HAGEE: We’re not going down there. That’s so far off-base it would take us 33 pages to go through that, and it’s not worth going through.

SOLOMON: I am not eager to rehash it either, although I wish that evangelicals were not so hard on gays.

HAGEE: Our church is not hard against the gay people. Our church teaches what the Bible teaches, that it is not a righteous lifestyle. But of course we must love even sinners.

SOLOMON: Do you have any gay friends?

HAGEE: I don’t want to say that I have any friends, because when you say, “Who are they?” I don’t want them jumping off the balcony.

To some, Hagee’s highlighted statement will seem hard to reconcile with his view about Katrina’s origin. In our view, when a person’s reasoning process differs from our own this much, it’s hard to know just where the contradictions begin and end. And of course, we have no idea about Hagee’s connections with, or behavior toward, individual gay people. Hagee seems to have extremely unconventional views about a wide range of topics. It’s hard to know how “logic” works in perusing his various statements.

At any rate, Hagee’s statements about Katrina are a matter of public record. Not so, it would seem, his alleged “great whore” remark. In this matter, we liberals are now taking talking points from Democrat-bashing public ranter William Donohue, the excitable head of the Catholic League. But Donahue’s claims are often bogus, and we’ve been unable to find a clear source for his most colorful claim—the claim that Hagee has called the Catholic Church “the great whore.” In Donohue’s press releases, he has cited this remarkable YouTube clip as the source for his colorful charge. We strongly suggest that you watch it, if only to ponder how strange Hagee’s presentation is. But we’ll admit, we don’t have the slightest idea whether Hagee is calling the Catholic Church “the great whore” in this short sermon clip. Hagee told Solomon that this charge is wrong. Again, Solomon made no attempt to evaluate this claim, and we don’t really know how to judge it.
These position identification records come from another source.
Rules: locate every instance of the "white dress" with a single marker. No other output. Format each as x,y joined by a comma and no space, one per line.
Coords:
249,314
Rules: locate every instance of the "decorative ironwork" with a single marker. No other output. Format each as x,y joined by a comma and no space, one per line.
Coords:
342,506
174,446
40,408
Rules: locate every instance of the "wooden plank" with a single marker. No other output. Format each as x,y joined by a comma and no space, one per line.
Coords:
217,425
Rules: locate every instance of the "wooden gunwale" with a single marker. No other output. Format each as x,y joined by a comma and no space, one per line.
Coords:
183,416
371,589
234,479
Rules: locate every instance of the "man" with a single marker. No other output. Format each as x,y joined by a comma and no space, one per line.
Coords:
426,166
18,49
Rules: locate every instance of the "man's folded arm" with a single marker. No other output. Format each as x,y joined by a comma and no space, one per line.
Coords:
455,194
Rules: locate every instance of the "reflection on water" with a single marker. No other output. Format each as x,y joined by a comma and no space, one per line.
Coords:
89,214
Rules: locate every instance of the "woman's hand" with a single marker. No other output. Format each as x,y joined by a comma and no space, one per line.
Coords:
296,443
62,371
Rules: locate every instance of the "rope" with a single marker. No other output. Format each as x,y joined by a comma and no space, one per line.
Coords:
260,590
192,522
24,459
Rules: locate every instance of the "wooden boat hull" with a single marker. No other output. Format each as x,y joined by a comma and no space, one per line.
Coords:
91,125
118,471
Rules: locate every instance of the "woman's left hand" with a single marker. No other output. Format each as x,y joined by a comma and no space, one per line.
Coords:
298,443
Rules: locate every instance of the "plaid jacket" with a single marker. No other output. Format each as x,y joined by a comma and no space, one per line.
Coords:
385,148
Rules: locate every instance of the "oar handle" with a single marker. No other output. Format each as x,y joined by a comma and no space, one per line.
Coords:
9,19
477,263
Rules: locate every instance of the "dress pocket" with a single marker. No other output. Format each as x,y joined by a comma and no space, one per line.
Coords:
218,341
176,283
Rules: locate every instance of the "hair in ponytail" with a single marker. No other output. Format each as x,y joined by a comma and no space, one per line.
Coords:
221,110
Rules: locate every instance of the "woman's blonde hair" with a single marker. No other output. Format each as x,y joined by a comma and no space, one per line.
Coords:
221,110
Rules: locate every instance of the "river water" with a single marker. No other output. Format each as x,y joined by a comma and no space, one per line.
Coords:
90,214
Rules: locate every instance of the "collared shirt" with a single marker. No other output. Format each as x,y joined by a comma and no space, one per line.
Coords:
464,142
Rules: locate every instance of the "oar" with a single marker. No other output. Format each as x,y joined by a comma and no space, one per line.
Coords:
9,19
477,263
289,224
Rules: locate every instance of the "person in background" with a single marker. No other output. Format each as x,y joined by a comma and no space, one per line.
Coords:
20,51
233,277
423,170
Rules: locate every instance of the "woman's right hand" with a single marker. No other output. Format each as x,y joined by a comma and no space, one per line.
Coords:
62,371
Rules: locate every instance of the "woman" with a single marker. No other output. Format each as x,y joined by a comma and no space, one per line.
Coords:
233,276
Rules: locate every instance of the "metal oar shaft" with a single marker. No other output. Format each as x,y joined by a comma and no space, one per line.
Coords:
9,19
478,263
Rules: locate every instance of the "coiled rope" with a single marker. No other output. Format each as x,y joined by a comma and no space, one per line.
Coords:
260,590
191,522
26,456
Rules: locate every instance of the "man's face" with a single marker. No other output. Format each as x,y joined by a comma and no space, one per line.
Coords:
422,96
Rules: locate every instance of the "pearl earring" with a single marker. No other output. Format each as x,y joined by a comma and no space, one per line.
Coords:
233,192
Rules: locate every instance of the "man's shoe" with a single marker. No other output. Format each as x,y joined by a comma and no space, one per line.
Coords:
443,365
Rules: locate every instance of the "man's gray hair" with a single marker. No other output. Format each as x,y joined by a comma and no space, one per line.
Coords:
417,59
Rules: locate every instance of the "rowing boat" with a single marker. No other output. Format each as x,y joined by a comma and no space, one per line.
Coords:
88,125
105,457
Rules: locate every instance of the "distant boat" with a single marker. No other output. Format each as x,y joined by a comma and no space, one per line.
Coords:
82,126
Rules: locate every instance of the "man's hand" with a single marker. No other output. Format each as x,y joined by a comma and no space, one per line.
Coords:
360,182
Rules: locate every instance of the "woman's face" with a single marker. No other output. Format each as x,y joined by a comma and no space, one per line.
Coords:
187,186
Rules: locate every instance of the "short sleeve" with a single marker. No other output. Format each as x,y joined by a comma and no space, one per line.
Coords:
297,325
As we’ve read liberal posts on this matter, we’ve been struck by several things. First, we’ve seen many people citing Donohue’s “great whore” claim—but we’ve found no one providing an actual quotation from Hagee. (Wikipedia can’t even nail this one down. You know what to do—just click here.) In our view, based on a decade of work, making thunderous claims based on this kind of evidence is a good way to do bad journalism—and bad progressive politics.

Beyond that, it probably isn’t the greatest thing when liberals take their talking-points from Donohue—although since we’re reverentially citing “Mister Drudge” at this point, it seems our standards are falling rapidly. Finally, it would be a very good thing if big news orgs did more work on this sort of religiosity—preferably outside an immediate partisan context. We look forward to reading Jeff Sharlet’s new book; he has done valuable work on these types of religion, and on the way such religious beliefs may connect to political power. But big news orgs tend to stay away, treating such topics as taboo; we think it would be better by far if they made a better attempt to explain what is happening—to cite one example—inside Pastor Hagee’s (large) church. (We’re not attempting to prejudge what news orgs might find in such venues.)
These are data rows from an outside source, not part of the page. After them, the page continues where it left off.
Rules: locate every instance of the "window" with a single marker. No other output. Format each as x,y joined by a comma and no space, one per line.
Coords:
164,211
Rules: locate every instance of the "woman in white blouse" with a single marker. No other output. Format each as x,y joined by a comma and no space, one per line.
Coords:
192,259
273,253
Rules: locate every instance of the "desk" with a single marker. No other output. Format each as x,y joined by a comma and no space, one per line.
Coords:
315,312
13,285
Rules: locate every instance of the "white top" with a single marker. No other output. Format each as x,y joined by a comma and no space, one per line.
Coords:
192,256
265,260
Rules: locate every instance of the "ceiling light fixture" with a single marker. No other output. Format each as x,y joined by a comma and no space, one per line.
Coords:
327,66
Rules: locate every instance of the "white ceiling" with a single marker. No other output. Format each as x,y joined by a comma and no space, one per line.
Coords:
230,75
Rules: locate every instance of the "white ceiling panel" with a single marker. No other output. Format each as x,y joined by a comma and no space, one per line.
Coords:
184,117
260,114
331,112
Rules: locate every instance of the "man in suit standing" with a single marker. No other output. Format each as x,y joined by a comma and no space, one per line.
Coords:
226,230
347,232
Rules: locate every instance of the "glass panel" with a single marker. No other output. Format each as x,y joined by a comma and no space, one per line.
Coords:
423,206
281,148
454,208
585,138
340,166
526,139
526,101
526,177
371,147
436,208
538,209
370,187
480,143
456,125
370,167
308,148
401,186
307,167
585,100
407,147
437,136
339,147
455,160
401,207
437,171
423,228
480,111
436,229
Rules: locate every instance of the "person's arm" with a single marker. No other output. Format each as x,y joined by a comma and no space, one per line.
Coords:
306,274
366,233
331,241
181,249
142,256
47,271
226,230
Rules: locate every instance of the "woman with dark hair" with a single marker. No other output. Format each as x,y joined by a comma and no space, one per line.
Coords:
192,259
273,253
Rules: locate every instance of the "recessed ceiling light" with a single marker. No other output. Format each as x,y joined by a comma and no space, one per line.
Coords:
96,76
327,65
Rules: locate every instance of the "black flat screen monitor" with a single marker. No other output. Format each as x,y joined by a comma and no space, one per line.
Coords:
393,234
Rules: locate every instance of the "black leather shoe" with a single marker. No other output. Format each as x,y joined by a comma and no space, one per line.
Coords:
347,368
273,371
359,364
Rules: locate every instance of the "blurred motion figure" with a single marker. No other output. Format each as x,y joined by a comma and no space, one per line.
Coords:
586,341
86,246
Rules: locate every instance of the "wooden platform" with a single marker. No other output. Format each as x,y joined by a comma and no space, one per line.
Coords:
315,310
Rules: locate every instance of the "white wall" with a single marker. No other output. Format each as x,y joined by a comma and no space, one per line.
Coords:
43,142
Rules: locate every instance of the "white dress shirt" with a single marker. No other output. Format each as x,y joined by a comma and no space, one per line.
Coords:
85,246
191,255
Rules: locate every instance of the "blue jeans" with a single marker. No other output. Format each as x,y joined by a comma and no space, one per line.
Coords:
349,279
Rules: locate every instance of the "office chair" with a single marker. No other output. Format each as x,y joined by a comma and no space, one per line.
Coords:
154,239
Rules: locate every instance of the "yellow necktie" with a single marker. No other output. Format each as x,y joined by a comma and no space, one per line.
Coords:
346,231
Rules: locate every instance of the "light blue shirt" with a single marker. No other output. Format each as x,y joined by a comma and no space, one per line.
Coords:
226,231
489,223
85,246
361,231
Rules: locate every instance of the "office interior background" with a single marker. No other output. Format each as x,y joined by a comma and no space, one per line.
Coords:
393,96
By the way: Does Ernest Angley really heal all those people? We see him do it every Sunday, on our local Fox affiliate; in fact, we’ve seen him do it for decades now, going back to the 1970s. In all those years, we’ve never seen a single journalist check out Angley’s remarkable claims. If your brand of aspirin doesn’t work, you can’t go on TV and say it does. But in our society, almost any claim is A-OK—if it’s made as a part of religion.

PLEASE NOTE: Our e-mailer may thunder about this post. When you’re a shirt, you’re a shirt all the way! He may judge that we, allegedly a shirt, haven’t battered the skins hard enough. Many people get into politics to play on one team—and to batter the other. All the good people are on their team. On the other team, people are bad.

People, those skins just won’t stop fouling! Result? If they think Obama is better, then Clinton must be linked to Hitler. It all makes perfect sense to them—and it’s bad for progressive interests. Al Gore said he invented the Internet! Ehrenreich said so, eight years back. How did that bull-roar turn out?